Dans une startup, les décisions techniques prises durant les premières semaines restent souvent en place pendant des années. Optimiser uniquement sur le tarif est l'un des moyens les plus rapides de créer une dette technique durable.
Absence de véritable responsabilité technique
Un autre problème très fréquent est l'absence de « propriétaire » technique clair.
Parfois il y a plusieurs freelances. Parfois un fondateur est « un peu technique ». Parfois le développeur initial part sans réelle passation.
Le résultat est presque toujours le même :
- aucune vision d'architecture cohérente,
- des patterns différents selon les parties du code,
- personne réellement responsable de la qualité à long terme,
- une peur de toucher à certaines zones du système « parce que ça risque de casser ».
Un produit logiciel a besoin de direction, au même titre qu'une entreprise.

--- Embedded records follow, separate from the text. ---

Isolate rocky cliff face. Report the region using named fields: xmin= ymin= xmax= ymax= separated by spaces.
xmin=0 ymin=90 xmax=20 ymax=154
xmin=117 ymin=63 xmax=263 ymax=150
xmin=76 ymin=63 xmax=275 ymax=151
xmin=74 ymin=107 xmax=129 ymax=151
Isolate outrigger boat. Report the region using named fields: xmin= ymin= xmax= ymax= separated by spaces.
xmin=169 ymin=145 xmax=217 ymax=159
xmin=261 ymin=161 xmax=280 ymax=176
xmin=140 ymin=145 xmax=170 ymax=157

Quelqu'un doit être responsable de :
- définir comment les choses sont construites,
- décider ce qui est acceptable ou non,
- refuser certains raccourcis qui coûteront cher plus tard,
- s'assurer que le système reste compréhensible et maintenable.
Sans ce rôle, la complexité augmente silencieusement jusqu'à ce que chaque nouvelle fonctionnalité devienne lente, risquée et frustrante à développer.
Périmètre flou
Les startups évoluent vite. Les idées changent. Les priorités aussi. C'est normal.

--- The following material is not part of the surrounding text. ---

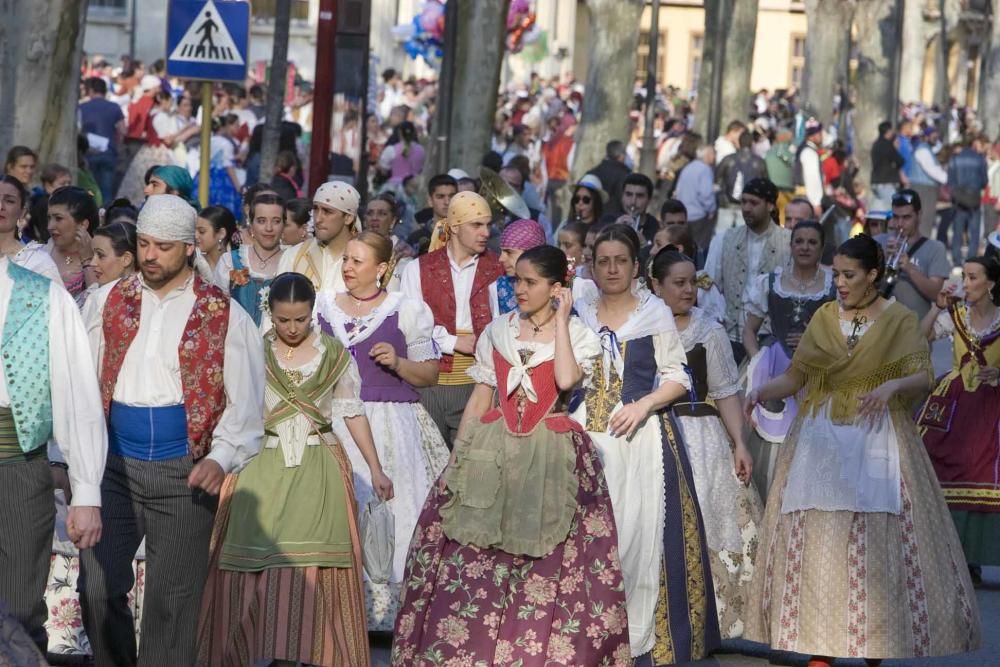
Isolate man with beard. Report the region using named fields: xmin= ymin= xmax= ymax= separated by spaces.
xmin=80 ymin=195 xmax=264 ymax=667
xmin=276 ymin=181 xmax=361 ymax=294
xmin=400 ymin=192 xmax=503 ymax=448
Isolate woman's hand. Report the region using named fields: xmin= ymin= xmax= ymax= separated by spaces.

Ce qui ne l'est pas, c'est de développer sans compréhension partagée :
- du problème à résoudre en priorité,
- de ce que signifie réellement « terminé »,
- de ce qui peut attendre,
- de ce qui est critique pour le business et de ce qui relève du confort.
Quand le périmètre est flou :
- les délais n'ont plus beaucoup de sens,
- la frustration augmente des deux côtés,
- les fonctionnalités importantes se mélangent à celles à faible impact,
- les décisions techniques sont prises sans réel contexte produit.
Définir un périmètre clair ne veut pas dire figer un plan sur six mois.
Cela signifie avoir :
- des objectifs court terme,
- des priorités explicites,
- un backlog visible,
- un langage commun entre le produit et la technique.
À lui seul, cela peut doubler l'efficacité d'une petite équipe.
Négliger la documentation
La documentation est souvent perçue comme optionnelle. Quelque chose à faire « plus tard ».
En réalité, un projet sans documentation est :
- plus difficile à déboguer,
- plus lent à transmettre à un nouveau développeur,
- risqué lorsque le développeur initial devient indisponible,
- plus coûteux à maintenir.
Documenter ne signifie pas écrire des centaines de pages.
Au minimum, il devrait y avoir :
- une vue d'ensemble de l'architecture,
- la procédure pour lancer le projet en local,
- le fonctionnement du déploiement,
- les principaux flux de données,
- et les décisions techniques importantes qui ont été prises.
Sans cela, chaque évolution devient un travail d'enquête.
J'ai vu des équipes hésiter à améliorer leur propre produit simplement parce que plus personne ne comprenait vraiment comment tout fonctionnait.
Comment j'essaie d'éviter ces situations
Lorsque je travaille avec une startup, j'aborde le projet comme si je construisais mon propre produit.
Concrètement, cela implique :
- d'exiger des objectifs et des priorités clairs dès le départ,
- de rendre explicite la responsabilité technique,
- de documenter l'architecture et les décisions clés au fil du projet,
- de penser maintenabilité et montée en charge, pas seulement livraison rapide,
- d'être transparent sur les compromis et les risques.
Je ne crois pas aux systèmes parfaits. Les startups ont besoin de vitesse.
Mais la vitesse sans structure se transforme très vite en friction.
Quelques heures investies dans la clarté, la documentation et de bonnes fondations permettent souvent d'économiser des semaines, voire des mois par la suite.
Si vous êtes fondateur et que vous envisagez de travailler avec un développeur freelance, mon conseil est simple :
Ne recrutez pas seulement quelqu'un qui sait écrire du code.
Recrutez quelqu'un qui réfléchit à ce que ce code deviendra dans un an, avec de vrais utilisateurs, de vraies données et de vraies contraintes.
Cette différence est rarement visible le premier jour — mais elle détermine tout ce qui suit.